Local health officials, residents raise voices for KanCare expansion
Local health officials expressed frustration Wednesday evening at state leaders’ refusal to expand KanCare.
They held an open forum at the First Congregational Church in Topeka to explain why additional money is needed to provide health care for those who can’t afford it.
According to the group Alliance for a Healthy Kansas, 150,000 Kansans live without affordable health care, and more than 16,000 of them are in Shawnee Co.
Topeka resident Sonja Willms attended the open forum and said KanCare changed her life.
“I had a double transplant. I received a kidney and a pancreas,” said Willms.
She said the initial costs were out of reach, and was only able to afford the operation thanks to the Kansas Medicaid program.
“I’m a walking example that Medicaid, KanCare, does work,” she said.
It’s a program that many, including David Jordan, executive director of the Alliance for a Healthy Kansas, believe has been swept under the rug by the Legislature for two years now.
“There’s overwhelming support for expanding KanCare across the state and if the legislators aren’t going to debate it at the Capitol, we need to make sure we’re having community conversations about this,” said Jordan.

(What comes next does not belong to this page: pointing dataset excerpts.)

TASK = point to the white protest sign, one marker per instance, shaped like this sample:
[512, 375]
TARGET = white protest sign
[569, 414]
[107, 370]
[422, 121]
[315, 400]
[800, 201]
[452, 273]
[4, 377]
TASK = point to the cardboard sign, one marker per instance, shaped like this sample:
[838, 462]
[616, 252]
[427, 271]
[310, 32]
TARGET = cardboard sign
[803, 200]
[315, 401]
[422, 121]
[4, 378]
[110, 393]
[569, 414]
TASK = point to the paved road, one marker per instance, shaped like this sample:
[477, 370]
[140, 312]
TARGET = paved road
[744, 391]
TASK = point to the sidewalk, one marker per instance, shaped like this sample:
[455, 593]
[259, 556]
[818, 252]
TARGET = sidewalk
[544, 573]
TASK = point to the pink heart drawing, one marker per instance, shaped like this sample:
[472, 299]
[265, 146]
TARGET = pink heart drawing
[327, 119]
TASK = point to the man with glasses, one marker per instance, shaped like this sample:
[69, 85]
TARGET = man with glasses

The get the discussion rolling, local health officials took to the podium to express their reasons for a KanCare expansion.

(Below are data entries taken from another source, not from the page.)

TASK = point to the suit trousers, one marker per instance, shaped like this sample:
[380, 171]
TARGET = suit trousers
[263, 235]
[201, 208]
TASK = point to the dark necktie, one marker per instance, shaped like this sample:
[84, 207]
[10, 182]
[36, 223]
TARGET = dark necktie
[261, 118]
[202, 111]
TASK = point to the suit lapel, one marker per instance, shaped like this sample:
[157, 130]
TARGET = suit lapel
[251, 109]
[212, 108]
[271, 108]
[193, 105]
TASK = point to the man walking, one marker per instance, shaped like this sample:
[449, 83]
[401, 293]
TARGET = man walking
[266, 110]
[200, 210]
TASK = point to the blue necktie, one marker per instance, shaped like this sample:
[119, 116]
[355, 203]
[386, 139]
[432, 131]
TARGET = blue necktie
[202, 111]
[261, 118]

St. Francis Health’s President David Setchel said the lack of Medicaid expansion was a factor when they decided to sell.
“It’s not the only reason, but it was a big reason,” said Setchel.

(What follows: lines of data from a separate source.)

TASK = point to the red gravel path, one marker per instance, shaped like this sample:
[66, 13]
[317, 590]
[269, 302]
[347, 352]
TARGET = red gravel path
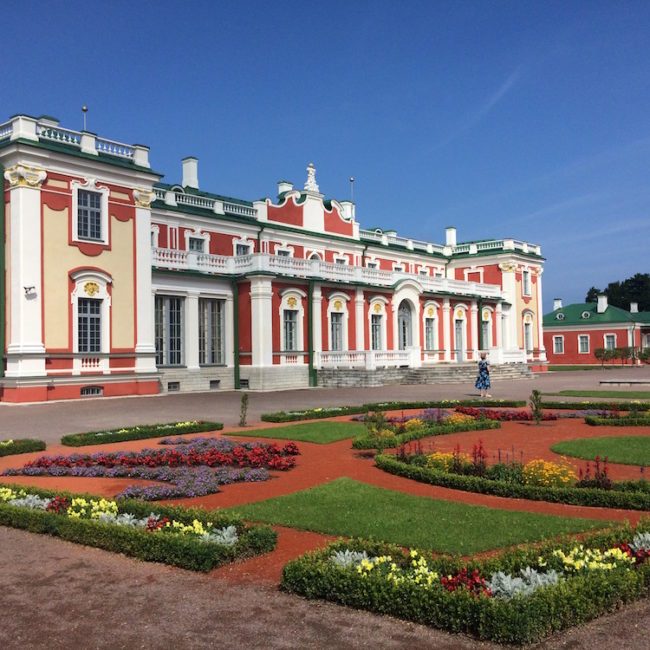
[323, 463]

When Dr. Eric Voth with Stormont-Vail Health spoke, he told the story of a former patient who didn’t qualify for KanCare.
“Had he been treated six months earlier, he probably would have been cured. The bacteria had eroded through his aorta valve. They took him to surgery and he died shortly thereafter. That is inexcusable,” said Dr. Voth.
Many of the 150,000 Kansans who don’t qualify are forced to choose between certain life necessities.
“You couldn’t feed your family if you had to pay some of those costs,” said Willms.
In extreme cases, it may even be a life or death decision. Willms said she is thankful KanCare saved hers.
Governor Brownback’s spokesperson Eileen Hawley issued a statement Thursday regarding a Medicaid expansion:
“As the Governor has said before, we will not support an expansion plan that does not have a work requirement, is not sustainable, and which puts the needs of able-bodied adults above the disabled and our most vulnerable citizens. Expansion of Medicaid in other states has proven to be a fiscal disaster. The State would be responsible for all added administrative costs as well as its higher share of coverage for other eligible citizens, outside the expansion group, who enroll. The claim that Medicaid will add thousands of new jobs has been repeatedly disproven.”
“It did. It literally saved my life,” she said.